InFlai – numero 5 del 2023

Non si è ancora spenta l’eco della manifestazione in difesa della sanità pubblica del 24 giugno, e già si guarda alla nuova mobilitazione che il 30 settembre prossimo vedrà di nuovo in piazza la Cgil per difendere i diritti sanciti dalla nostra Costituzione, figlia della lotta di Liberazione al nazifascismo. Diritti che continuano a essere messi in discussione, e che oggi non sono più garantiti nella loro quotidiana applicazione. All’azione del sindacato è dedicato l’editoriale del segretario generale della Flai Cgil, Giovanni Mininni, che apre il nuovo numero di InFlai, dal titolo “Restiamo in piazza per difendere e applicare la nostra Costituzione”. Nelle pagine della rivista digitale dedicata ai temi dell’agroindustria troviamo, nella sezione Storie, il racconto dei trattamenti antisindacali subiti da una lavoratrice straniera e dai suoi colleghi nell’azienda siciliana di frutta secca Damiano Spa, nata negli anni Sessanta come un’antesignana dell’attenzione alla qualità e al bio.

Tutta da leggere l’intervista a Carlo Buttaroni, sociologo, sondaggista e presidente di Tecnè, sul working poor, l’inquietante fenomeno sempre più diffuso di chi, pur lavorando, non arriva alla quarta settimana. Per la pagina dei territori si va in Sardegna e in Campania, per raccontare due vicende: quella dell’AARS, l’Associazione Regionale Allevatori, dove il ricatto del precariato subito dai lavoratori ne ha inibito la protesta; quella della Garofalo dove una rsu del pastificio rivendica il diritto a non discriminare le lavoratrici madri. Bello lo scatto che arriva dall’Emilia-Romagna, una foto dedicata ai compagni e alle compagne della Flai Cgil che hanno portato la solidarietà concreta alle popolazioni alluvionate e vengono ritratti con tute e pale in mezzo al fango. Positiva la storia dalla tenuta Suvignano in Toscana, provincia di Siena, dove si trova, con i suoi 700 ettari, il più grande bene confiscato alle mafie nel centro-Nord del Paese. Nel dorso internazionale si parla del lavoro in appalto: stessa fatica, meno diritti.
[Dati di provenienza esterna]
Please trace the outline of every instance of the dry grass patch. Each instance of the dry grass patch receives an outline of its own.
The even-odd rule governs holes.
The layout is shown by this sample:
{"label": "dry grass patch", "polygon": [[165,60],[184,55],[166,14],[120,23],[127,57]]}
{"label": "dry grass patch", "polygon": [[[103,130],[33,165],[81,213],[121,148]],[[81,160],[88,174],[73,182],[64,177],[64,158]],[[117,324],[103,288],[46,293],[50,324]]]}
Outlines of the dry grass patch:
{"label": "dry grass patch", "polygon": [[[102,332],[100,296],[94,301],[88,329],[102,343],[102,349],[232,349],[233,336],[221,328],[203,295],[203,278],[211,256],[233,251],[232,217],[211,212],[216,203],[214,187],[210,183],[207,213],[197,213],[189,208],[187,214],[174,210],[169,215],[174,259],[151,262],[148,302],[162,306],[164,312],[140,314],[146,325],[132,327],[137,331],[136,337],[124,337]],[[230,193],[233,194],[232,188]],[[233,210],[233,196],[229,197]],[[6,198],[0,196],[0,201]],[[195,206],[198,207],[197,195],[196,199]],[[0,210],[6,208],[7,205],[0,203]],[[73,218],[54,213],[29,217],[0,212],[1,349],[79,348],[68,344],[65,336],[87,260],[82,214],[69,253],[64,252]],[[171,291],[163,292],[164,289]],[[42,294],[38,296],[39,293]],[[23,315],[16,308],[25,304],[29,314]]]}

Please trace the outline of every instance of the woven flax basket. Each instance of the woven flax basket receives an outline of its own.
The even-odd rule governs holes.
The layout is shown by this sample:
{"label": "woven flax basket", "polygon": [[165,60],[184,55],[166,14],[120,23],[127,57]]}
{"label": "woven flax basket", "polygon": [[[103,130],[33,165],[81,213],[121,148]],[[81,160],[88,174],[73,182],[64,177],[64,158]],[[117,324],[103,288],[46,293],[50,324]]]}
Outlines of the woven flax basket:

In pagina la testimonianza di un lavoratore originario dello Sri Lanka impiegato a Parma nella produzione del prosciutto. Da non perdere l’approfondimento dedicato alla pesca, argomento di grande attualità proprio in queste ore, con la cronaca della grande mobilitazione andata in scena nelle marinerie di porto italiane lo scorso 23 giugno contro il piano Ue di abolire la pesca a strascico entro il 2030, un colpo che diventerebbe fatale per l’intero settore. Il numero di Inflai chiude come sempre con le radici, la storia del sindacato, dedicando l’ultima pagina a Nella Marcellino, una donna, tante vite, per celebrare i cento anni dalla sua nascita.